However von Kalmanovich made his fortune, he spent it lavishly on his players, paying them up to five times what they could earn in the WNBA. He flew them first-class to games (as well as on mini-vacations) and set them up in luxury villas. A native of Lithuania, von Kalmanovich loved basketball -- he married a former star on the Russian women's national team -- and stopped at nothing to assemble the finest team he could.

"He really set the bar high; he set a standard for women's basketball in Europe," Bird said. "And who knows, he could have ended up in the WNBA before it was as all said and done. He treated us the way he felt a professional athlete should be treated. He set the bar high, he took care of us. He made us enjoy another culture.
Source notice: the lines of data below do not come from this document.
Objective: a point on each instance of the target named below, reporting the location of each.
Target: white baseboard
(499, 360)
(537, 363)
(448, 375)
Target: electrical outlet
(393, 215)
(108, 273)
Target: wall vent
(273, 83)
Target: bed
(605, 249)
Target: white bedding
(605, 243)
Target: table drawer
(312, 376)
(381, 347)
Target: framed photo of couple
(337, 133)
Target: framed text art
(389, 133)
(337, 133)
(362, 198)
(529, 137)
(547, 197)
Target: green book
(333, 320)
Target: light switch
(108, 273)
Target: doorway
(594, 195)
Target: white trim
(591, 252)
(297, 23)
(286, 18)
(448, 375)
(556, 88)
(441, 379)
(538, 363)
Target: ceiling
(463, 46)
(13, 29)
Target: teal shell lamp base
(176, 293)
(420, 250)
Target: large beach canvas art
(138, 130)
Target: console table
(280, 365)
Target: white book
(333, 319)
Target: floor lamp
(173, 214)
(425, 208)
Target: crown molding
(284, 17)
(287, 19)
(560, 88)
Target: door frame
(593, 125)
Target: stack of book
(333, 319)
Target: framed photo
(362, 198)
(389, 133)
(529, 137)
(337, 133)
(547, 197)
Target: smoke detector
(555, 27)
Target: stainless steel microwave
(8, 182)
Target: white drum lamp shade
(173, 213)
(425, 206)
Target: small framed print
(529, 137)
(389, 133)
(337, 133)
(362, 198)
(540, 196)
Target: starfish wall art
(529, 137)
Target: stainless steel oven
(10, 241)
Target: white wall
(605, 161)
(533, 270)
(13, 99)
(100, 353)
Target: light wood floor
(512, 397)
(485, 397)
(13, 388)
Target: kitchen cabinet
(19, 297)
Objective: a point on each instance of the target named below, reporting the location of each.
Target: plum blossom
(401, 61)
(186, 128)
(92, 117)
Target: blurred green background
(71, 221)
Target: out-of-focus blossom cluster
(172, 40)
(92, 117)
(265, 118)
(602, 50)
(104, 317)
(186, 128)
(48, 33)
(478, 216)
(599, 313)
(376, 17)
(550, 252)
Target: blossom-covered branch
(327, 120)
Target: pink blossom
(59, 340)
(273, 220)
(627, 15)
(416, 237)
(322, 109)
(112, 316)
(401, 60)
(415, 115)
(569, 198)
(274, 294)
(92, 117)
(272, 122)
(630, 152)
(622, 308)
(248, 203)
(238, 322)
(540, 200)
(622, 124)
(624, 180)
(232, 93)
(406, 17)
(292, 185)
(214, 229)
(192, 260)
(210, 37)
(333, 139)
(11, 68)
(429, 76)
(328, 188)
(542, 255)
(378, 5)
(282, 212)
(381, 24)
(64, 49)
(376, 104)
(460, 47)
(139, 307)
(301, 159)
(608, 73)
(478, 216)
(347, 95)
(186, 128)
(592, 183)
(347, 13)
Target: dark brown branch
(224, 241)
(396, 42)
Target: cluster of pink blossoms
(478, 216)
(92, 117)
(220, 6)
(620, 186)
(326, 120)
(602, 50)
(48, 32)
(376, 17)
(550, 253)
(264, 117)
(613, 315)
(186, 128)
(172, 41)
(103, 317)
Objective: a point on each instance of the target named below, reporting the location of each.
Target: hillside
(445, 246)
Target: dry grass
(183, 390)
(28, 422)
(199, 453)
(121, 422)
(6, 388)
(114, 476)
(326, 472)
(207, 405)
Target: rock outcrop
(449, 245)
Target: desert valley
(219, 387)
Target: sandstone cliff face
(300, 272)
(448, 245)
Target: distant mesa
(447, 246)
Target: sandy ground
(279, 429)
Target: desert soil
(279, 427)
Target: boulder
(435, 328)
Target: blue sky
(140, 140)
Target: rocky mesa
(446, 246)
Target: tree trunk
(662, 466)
"Basketball-wise, in terms of the whole entity, because he was willing to do the things for his players he did, it forced other owners to step up and pay their players more. That's the only way to get the prices to go up -- you need competition -- and he was the main competition. Without him, I foresee player salaries dropping, no doubt about that."

Bird says salaries haven't declined yet, but "eventually I just don't see them paying a player X amount of dollars if no one else is. It's a market thing; I just don't see other clubs having the means."

Von Kalmanovich's widow has been running the team along with a local governor. While Taurasi is leaving Spartak to play in Turkey this winter -- "warmer weather," Bird said -- Bird is returning to Moscow for at least one more year. This is the final year of her contract with the team. She will join them in January, more than a month into the season, so she can give her body a little rest. The late reporting date is a contract detail she negotiated with von Kalmanovich.

"Financially, it's not what it was, but we'll still be good," she said. "The basketball is still good. We don't fly first-class, so there are little things that are different. But that was a privilege, that wasn't the norm. There is, like, one other team that would do that. So now we're like everyone else. People view that as a negative. I don't. I view it that I got to live this amazing life for three years."